The Workflow doesn't see streaming events. It calls the agent and gets a final result, while subscribers see each delta as it arrives.
If the streaming Activity fails partway through, the deltas it already published stay on the stream, and the retried attempt publishes its own sequence. The plugin does not mark the transition; the consumer detects it from the model's own boundary signals (a fresh response.created, for instance) and resets the accumulated state.
Complete example#
We have published a complete sample application using Workflow Streams. It demonstrates a business analytics agent that generates Python and SQL code, keeping a user interface updated as it goes.

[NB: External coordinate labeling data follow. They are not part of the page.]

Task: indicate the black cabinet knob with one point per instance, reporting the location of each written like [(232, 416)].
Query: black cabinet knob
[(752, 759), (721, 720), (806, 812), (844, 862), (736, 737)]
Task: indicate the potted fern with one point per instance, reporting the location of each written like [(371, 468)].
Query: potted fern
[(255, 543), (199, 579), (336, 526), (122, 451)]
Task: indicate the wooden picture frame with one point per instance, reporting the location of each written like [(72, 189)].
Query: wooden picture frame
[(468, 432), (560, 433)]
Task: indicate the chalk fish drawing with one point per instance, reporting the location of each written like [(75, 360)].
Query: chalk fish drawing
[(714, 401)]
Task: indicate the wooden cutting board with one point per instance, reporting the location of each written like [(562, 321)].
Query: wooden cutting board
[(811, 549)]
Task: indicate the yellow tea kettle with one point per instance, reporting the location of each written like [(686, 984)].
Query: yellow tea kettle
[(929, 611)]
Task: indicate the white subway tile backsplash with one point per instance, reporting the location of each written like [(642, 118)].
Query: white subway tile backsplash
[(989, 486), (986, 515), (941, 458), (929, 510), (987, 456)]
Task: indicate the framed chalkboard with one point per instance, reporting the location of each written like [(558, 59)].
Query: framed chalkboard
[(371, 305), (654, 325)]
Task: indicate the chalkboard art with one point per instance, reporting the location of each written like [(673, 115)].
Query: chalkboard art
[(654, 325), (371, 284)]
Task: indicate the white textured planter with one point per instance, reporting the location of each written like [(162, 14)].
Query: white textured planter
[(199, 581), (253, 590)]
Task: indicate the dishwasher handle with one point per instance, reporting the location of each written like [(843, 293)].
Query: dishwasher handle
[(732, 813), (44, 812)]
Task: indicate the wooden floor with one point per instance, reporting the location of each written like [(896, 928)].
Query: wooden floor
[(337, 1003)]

The sample uses Server-Sent Events (SSE) between the web browser UI and the back-end server, with the SSE stream derived from the durable Workflow Stream. SSE provides a mechanism for resuming connections: the client sends the last event ID received, and the server picks up from there. Because the underlying source is the durable stream, the Web API server needs no durability mechanism of its own; it stays stateless.
Conclusion#
Workflow Streams fits the many-independent-streams case, where each stream is tied to a single Workflow. It is not a replacement for high-throughput streaming systems like Apache Kafka.
You can build interactive agents that show their work (status, reasoning, tool calls, and generated text) and let observers interrupt or steer them. The same pattern fits order processing, payments, and other long-running work.
Workflow Streams is in Public Preview for Python and TypeScript. Go and Java are coming next.